To find the velocity of the aircraft with respect to the ground, we can use vector addition. We'll break down the velocity of the aircraft into its Northward and Westward components and then add the effect of the wind's velocity to determine the final velocity with respect to the ground.
Let's define the North direction as the positive y-direction and the West direction as the positive x-direction.
Given: Aircraft speed (in still air) = 150 km/hr (due North) Wind speed = 60 km/hr (from the North-West, which is at an angle of 45 degrees to both North and West)
Step 1: Resolve the aircraft's velocity into Northward and Westward components. The Northward component (V_N) of the aircraft's velocity is simply its speed in the North direction, which is 150 km/hr.
The Westward component (V_W) of the aircraft's velocity is zero because it is not moving in the West direction.
Step 2: Find the effect of the wind's velocity on the aircraft's motion. The wind is blowing from the North-West at an angle of 45 degrees to both North and West directions.

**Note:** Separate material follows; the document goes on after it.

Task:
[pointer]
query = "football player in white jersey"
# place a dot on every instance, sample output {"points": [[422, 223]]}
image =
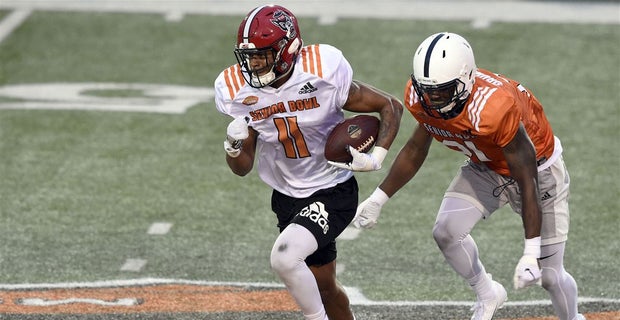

We need to resolve the wind's velocity into its Northward and Westward components.
The Northward component (V_Nw) of the wind's velocity is given by: V_Nw = Wind speed * cos(45 degrees) = 60 km/hr * cos(45 degrees) = 60 km/hr * √(2)/2 ≈ 42.42 km/hr
The Westward component (V_Ww) of the wind's velocity is given by: V_Ww = Wind speed * sin(45 degrees) = 60 km/hr * sin(45 degrees) = 60 km/hr * √(2)/2 ≈ 42.42 km/hr
Step 3: Add the effects of the aircraft's and wind's velocities to get the velocity with respect to the ground.
The Northward component of the final velocity (V_N_final) is the sum of the Northward components of the aircraft's and wind's velocities: V_N_final = V_N + V_Nw = 150 km/hr + 42.42 km/hr ≈ 192.42 km/hr (Northward)
The Westward component of the final velocity (V_W_final) is the sum of the Westward components of the aircraft's and wind's velocities: V_W_final = V_W + V_Ww = 0 km/hr + 42.42 km/hr ≈ 42.42 km/hr (Westward)
Step 4: Calculate the magnitude and direction of the final velocity with respect to the ground.
The magnitude (V_final) of the final velocity with respect to the ground is given by the Pythagorean theorem: V_final = √(V_N_final^2 + V_W_final^2) = √(192.42^2 + 42.42^2) ≈ √(37006.16 + 1794.56) ≈ √38800.72 ≈ 197 km/hr
The direction of the final velocity (θ) with respect to the ground can be found using the arctan function: θ = arctan(V_W_final / V_N_final) = arctan(42.42 / 192.42) ≈ arctan(0.2204) ≈ 12.77 degrees West of North
So, the final velocity of the aircraft with respect to the ground is approximately 197 km/hr directed 12.77 degrees West of North.